Les enjeux économiques de la sécurité privée par Dino Cinieri

En 2020, Dino Cinieri, Député de la Loire, Conseiller Régional d’Auvergne-Rhône-Alpes et ancien chef d’entreprise dans le domaine de la sécurité, a été nommé rapporteur d’une mission d’information sur les enjeux économiques de la sécurité privée.

Pourquoi avoir demandé cette mission à Roland Lescure alors Président de la Commission des Affaires économiques de l’Assemblée nationale ?

Le secteur de la sécurité privée reste très méconnu des Français qui ne connaissent généralement que l’agent de sécurité au sein des espaces commerciaux ou immobiliers, alors qu’il existe une multitude de professions en son sein qui constituent autant de segments aux fondamentaux parfois très différents, allant du transport de fonds et de valeurs à la sécurité électronique, en passant par la protection rapprochée et la sûreté aéroportuaire.

La sécurité privée est une filière économique essentielle pour notre pays, surtout à l’approche d’événements internationaux de grande ampleur comme la coupe du monde de rugby qui aura lieu en septembre 2023 ou les Jeux Olympiques de Paris en 2024.

Avec ma collègue co-rapporteur Jacqueline Maquet, Députée du Pas-de-Calais, nous avons voulu offrir une visibilité forte à un sujet trop peu traité et formuler des propositions pour faire évoluer son cadre de régulation et d’exercice.

Qu’est ce qui vous a le plus frappé lors des nombreuses auditions menées ?

Durant les mois de travail et d’auditions, nous avons pu entendre un large panel d’acteurs et dresser ainsi un portrait relativement complet de ce secteur d’activité protéiforme.

Le marché de la sécurité privée est à la fois complexe, dynamique et en proie à des difficultés d’ordre structurel et conjoncturel.
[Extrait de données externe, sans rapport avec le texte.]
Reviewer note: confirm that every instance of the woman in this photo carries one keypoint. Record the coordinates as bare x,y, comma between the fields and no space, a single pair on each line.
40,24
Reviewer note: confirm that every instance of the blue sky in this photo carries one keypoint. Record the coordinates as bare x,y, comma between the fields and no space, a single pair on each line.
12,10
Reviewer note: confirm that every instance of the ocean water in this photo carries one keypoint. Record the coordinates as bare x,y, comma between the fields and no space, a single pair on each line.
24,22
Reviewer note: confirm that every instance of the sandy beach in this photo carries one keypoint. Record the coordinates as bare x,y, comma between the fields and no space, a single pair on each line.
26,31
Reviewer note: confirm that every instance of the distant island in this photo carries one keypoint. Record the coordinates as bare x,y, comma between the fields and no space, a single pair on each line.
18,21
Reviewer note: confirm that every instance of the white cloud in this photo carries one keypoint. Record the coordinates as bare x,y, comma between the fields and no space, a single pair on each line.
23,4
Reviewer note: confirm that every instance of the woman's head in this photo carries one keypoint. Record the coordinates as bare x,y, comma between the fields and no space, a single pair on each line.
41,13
Il connaît des taux de croissance de 3 à 5% par an ces dernières années, essentiellement portés par les activités de surveillance humaine et de sécurité électronique. Mais il est aussi fragilisé par des difficultés conjoncturelles et structurelles importantes et différentes selon ses segments.

Ces difficultés conjoncturelles et structurelles sont-elles inéluctables ?
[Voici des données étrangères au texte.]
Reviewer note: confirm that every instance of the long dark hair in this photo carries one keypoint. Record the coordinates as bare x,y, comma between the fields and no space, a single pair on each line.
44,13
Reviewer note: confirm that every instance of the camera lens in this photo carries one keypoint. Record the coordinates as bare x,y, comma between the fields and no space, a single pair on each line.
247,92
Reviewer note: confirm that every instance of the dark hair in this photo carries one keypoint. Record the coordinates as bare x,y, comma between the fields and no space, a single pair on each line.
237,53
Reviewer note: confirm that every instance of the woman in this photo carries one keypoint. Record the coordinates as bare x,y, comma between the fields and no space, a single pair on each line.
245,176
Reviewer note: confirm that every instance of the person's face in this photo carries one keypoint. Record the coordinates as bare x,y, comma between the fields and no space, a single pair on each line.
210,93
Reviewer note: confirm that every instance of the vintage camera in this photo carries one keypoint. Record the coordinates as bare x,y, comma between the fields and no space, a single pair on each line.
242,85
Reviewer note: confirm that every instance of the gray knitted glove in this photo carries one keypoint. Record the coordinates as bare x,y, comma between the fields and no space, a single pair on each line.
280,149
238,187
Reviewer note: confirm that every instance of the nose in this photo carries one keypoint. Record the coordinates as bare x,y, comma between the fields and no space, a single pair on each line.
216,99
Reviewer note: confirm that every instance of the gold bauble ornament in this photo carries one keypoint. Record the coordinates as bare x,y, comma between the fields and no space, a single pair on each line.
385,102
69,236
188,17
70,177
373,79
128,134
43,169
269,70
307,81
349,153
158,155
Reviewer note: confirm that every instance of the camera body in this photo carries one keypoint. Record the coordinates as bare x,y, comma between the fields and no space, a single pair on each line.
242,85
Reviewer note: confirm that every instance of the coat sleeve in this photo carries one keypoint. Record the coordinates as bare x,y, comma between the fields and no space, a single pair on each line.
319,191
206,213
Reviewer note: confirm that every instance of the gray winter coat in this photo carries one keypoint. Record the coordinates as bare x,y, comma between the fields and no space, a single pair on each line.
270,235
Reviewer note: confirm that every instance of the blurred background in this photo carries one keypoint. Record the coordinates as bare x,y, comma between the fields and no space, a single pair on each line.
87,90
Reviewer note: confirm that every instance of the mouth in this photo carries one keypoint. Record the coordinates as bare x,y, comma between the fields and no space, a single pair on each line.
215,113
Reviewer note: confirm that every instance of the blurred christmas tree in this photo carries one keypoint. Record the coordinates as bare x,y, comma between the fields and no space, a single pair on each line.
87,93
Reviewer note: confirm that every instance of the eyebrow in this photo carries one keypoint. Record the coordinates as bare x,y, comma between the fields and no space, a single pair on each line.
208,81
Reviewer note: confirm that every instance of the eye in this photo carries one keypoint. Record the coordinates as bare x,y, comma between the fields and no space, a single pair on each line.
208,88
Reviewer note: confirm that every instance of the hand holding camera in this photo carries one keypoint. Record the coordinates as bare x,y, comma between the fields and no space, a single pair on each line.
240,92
Les difficultés conjoncturelles résultent de l’impact de la crise sanitaire, qui ont surtout touché certains segments comme l’événementiel et l’aérien. 70% des entreprises déclarent avoir connu une baisse de chiffre d’affaires en 2020, et 50% déclarent que cette perte a dépassé 15%. La fin de la crise laisse toutefois espérer une reprise satisfaisante des activités.

Mais des difficultés structurelles plus sectorielles existent également. Elles prennent la forme, par exemple dans le secteur de la surveillance humaine, d’une pression à la baisse des prix et de pratiques de sous-traitance en cascade, avec des conséquences évidentes pour ses agents en termes de précarité.
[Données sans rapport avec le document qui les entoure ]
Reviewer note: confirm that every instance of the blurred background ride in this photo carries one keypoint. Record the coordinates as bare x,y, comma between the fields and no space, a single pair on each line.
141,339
Le transport de fonds et de valeurs fait face à un marché domestique de taille limitée et au recul du cash qui le conduit à devoir faire évoluer son modèle économique.
Enfin, d’autres segments rencontrent des difficultés liées parfois à des lenteurs administratives (protection rapprochée), ou à l’absence de reconnaissance de leur profession (sécurité événementielle) ou de régulation suffisante de celle-ci (recherches privées, surveillance humaine etc.).

Seule la sécurité électronique paraît échapper en partie à ces difficultés, en raison de la composante technologique plus importante de son activité et à des leviers de croissance liés au développement des technologies numériques.

Quels leviers le législateur peut-il enclencher pour soutenir ce secteur ?

La loi pour une sécurité globale préservant les libertés a constitué un véhicule puissant de débats et a porté des avancées importantes, en encadrant la sous-traitance notamment.

Dans le cadre de la Mission d’information, nous avons fait quinze propositions sur la formation, l’apprentissage, l’adaptation du cadre juridique de certaines professions, l’assouplissement du continuum de sécurité ou encore la promotion d’une véritable culture commune de la sécurité publique chez les Français mais aussi chez les acheteurs publics.

La sécurité privée est une filière majeure pour l’économie et la société française qui doit être davantage valorisée pour constituer un outil de sécurité pour nos concitoyens, et de compétitivité pour notre pays. Sa structuration en filière doit donc être approfondie, avec l’appui des pouvoirs publics, et sa visibilité renforcée, au profit d’une meilleure intégration au sein des pratiques quotidiennes de sécurité. Cela ne pourra se faire sans une véritable reconnaissance de l’apport de ces différents métiers à notre pays dans un contexte où le risque terroriste reste élevé et où ces professions ont été, elles-aussi, en première ligne pendant la crise sanitaire.